Decision Analytics Platform Optimizes Standards of Cover and Supports CPSE Accreditation

One of the largest first services in North America began working with Darkhorse Emergency in 2016 to incorporate analytics and data-based decision making into its ongoing station planning and Standards of Cover improvement efforts. The Darkhorse Emergency decision analytics platform has become the foundation for an evidence-based culture that drives better response performance and has helped the service achieve CPSE accreditation.

Client

An all-hazards emergency response organization serving a large North American city.

  • One of the largest fire services in North America serving 2.5+ million people.
  • 80+ stations respond to more than 120,000 emergency calls annually
  • Earned CPSE accreditation in 2019

Challenge

The service needed ways to optimize resource coverage to meet increasing service volumes in an evolving city while maintaining service levels and working within budget constraints.

Solution

  • Introduced Darkhorse Diagnostics and Darkhorse Deployment tools to support confident data-based decision making for service level management, resource optimization, and longer-term station location planning
  • Supported the development of an analytics team and the transition to an evidence-based culture
  • Supported service level assessments and station location decision making to optimize Standards of Cover and facilitate the CPSE accreditation process
  • Currently supports collaboration with operations on resource coverage reviews as well as ongoing collaborative problem-solving in areas including staffing, critical tasking, and critical resource coverage
The Challenge

Constant decision-making demands confidence—and the data to back it up.

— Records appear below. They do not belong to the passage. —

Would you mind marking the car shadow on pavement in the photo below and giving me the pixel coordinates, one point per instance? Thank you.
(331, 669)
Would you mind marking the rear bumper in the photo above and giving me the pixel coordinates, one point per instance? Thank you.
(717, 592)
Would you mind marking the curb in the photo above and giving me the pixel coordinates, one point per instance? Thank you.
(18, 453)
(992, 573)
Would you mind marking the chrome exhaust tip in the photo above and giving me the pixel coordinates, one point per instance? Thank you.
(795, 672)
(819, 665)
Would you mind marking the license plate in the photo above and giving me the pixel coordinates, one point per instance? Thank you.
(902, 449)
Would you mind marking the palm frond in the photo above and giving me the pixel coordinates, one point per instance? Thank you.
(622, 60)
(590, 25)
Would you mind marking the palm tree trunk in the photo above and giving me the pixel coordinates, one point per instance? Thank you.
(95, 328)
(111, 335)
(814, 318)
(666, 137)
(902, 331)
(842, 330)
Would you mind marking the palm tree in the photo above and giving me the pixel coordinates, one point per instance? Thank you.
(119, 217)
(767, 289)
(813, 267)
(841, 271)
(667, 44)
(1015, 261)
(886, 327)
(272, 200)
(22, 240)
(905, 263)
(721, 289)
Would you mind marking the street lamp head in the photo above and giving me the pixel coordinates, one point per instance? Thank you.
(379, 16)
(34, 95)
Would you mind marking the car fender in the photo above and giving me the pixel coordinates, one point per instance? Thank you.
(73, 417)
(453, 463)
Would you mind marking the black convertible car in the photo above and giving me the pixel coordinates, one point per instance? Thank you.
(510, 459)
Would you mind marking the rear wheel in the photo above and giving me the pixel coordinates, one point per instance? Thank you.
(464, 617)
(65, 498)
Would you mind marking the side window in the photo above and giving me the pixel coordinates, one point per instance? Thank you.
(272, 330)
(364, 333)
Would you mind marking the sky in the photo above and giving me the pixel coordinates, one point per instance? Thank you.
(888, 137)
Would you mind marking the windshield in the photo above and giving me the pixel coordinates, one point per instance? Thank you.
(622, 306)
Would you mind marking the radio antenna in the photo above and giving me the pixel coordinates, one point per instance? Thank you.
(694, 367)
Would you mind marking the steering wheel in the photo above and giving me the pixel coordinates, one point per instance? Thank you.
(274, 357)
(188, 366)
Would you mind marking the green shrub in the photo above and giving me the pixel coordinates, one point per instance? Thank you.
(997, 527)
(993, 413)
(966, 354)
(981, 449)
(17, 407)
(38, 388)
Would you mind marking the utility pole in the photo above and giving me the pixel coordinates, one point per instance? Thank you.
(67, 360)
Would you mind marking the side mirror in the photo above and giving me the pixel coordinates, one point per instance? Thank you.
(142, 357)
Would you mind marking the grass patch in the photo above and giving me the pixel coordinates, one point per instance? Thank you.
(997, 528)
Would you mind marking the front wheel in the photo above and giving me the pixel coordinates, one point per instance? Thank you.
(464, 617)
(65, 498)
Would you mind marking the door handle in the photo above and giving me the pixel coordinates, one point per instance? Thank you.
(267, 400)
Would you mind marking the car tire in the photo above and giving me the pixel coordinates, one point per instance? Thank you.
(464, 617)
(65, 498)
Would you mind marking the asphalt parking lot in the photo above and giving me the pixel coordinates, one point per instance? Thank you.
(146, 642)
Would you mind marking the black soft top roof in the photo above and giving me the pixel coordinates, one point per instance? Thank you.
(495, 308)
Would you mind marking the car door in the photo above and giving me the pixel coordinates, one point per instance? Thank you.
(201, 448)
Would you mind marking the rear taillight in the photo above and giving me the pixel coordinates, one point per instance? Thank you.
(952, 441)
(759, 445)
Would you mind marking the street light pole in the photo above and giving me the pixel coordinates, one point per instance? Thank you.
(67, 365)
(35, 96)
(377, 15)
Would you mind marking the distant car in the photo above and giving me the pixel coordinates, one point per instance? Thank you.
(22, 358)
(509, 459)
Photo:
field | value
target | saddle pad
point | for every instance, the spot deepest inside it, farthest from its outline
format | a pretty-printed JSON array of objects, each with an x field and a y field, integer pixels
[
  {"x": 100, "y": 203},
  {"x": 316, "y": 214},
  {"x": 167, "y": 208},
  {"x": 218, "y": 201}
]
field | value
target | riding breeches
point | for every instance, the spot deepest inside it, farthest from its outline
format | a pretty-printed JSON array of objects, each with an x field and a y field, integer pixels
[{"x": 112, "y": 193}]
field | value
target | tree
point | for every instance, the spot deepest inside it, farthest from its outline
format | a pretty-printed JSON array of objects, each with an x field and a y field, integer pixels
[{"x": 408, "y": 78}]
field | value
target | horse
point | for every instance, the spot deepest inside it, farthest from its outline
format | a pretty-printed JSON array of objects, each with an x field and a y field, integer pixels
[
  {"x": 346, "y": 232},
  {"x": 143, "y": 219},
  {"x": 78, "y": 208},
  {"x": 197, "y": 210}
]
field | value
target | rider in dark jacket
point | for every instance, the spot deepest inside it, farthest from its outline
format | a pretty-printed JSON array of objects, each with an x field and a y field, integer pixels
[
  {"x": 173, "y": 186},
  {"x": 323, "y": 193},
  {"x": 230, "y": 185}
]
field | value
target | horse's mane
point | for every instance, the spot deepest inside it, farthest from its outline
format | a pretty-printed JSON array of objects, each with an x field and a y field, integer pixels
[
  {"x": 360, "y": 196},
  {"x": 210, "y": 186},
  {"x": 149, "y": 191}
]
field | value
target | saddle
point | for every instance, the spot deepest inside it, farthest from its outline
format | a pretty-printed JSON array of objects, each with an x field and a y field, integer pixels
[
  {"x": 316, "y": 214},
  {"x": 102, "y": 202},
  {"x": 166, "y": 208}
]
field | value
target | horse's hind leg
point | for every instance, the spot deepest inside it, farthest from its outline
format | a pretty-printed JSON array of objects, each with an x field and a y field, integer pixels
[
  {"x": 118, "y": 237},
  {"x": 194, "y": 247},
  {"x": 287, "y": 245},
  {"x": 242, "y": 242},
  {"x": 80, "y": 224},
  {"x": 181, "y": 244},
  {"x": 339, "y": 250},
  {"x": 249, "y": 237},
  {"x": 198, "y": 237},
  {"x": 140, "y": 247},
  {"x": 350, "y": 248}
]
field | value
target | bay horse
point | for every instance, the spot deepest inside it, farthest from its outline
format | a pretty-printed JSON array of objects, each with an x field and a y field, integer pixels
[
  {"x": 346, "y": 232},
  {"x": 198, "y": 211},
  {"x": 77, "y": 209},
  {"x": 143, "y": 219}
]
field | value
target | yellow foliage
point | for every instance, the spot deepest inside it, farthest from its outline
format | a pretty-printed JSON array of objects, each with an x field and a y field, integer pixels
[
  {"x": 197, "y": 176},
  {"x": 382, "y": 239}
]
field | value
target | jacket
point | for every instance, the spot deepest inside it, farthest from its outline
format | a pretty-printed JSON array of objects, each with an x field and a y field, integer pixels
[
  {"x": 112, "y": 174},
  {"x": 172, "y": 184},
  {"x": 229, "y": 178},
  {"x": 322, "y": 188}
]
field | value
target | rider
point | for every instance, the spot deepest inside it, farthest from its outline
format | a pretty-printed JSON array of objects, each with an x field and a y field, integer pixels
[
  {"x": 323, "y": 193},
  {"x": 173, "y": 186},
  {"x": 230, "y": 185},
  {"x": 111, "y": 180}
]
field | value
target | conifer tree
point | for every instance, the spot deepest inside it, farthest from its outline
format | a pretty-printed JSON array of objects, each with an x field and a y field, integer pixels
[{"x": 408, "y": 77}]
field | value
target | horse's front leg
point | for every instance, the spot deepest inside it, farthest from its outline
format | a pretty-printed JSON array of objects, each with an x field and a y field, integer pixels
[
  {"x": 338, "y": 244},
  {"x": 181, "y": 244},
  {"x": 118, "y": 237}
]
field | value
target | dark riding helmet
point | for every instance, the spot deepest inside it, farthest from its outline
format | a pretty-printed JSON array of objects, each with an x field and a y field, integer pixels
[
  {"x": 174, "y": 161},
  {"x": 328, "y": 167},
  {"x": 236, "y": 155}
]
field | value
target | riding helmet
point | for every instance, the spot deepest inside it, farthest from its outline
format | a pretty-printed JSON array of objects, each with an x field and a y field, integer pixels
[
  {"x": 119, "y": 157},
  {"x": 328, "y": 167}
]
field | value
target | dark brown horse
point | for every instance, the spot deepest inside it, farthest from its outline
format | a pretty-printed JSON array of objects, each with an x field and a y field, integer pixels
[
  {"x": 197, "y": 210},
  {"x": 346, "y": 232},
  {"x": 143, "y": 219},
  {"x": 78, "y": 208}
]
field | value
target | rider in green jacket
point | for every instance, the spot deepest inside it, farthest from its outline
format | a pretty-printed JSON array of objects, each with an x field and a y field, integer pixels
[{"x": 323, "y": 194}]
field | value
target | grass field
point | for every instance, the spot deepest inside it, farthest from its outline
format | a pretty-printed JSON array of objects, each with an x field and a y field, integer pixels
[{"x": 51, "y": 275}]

In a large city with a large fire service, critical budget and service decisions must be made every day. Without any analytical resources, decision-makers within the service must rely heavily on intuition and experience. And city officials carefully scrutinize every dollar spent and each decision made. The fire service knew it needed to become more data savvy to expedite the decision-making process, optimize its resources, and ensure the best possible service for its community while giving city leaders greater confidence in both short and long-term choices.

The service wanted to modernize - to move from reactive decision-making to evidence- based. But they were realistic enough to know that it takes time to change a culture.

Daniel HaightDarkhorse Emergency
The Solution

Launching an evidence-based transition.

Laying the foundation for continuous improvement

The service implemented the Darkhorse Emergency decision analytics platform in 2016 and immediately began taking advantage of Darkhorse Diagnostics and Darkhorse Deployment tools for identifying performance problems and pinpointing the best deployment decisions.

This kickstarted a transformation to data-based decision-making that has redefined the way the service approaches its Standards of Cover. The platform quickly became the go-to for making service and budget decisions, responding to requests from City Council, and informing ongoing dialogue with city leaders as to how to best protect the city’s people and property. It became the launchpad for the development of a dedicated analytics team in 2017. Today, that team is engaged in all aspects of decision-making and relies on the platform to inform its choices.

Putting stations in the best locations.

The service used the tools to identify the mathematically optimal station and apparatus location and to instantly see the impact of adjustments. With the help of the Darkhorse Emergency team, the service’s newly-formed analytics department assessed opportunities for substantially improving response performance while adding little if anything to capital expense. The service continues to leverage station planning capabilities on an ongoing basis. Each year, a handful of older stations reach the point where deferred maintenance exceeds market value. The service uses these opportunities to regularly reassess station locations and continually improve capacity to respond.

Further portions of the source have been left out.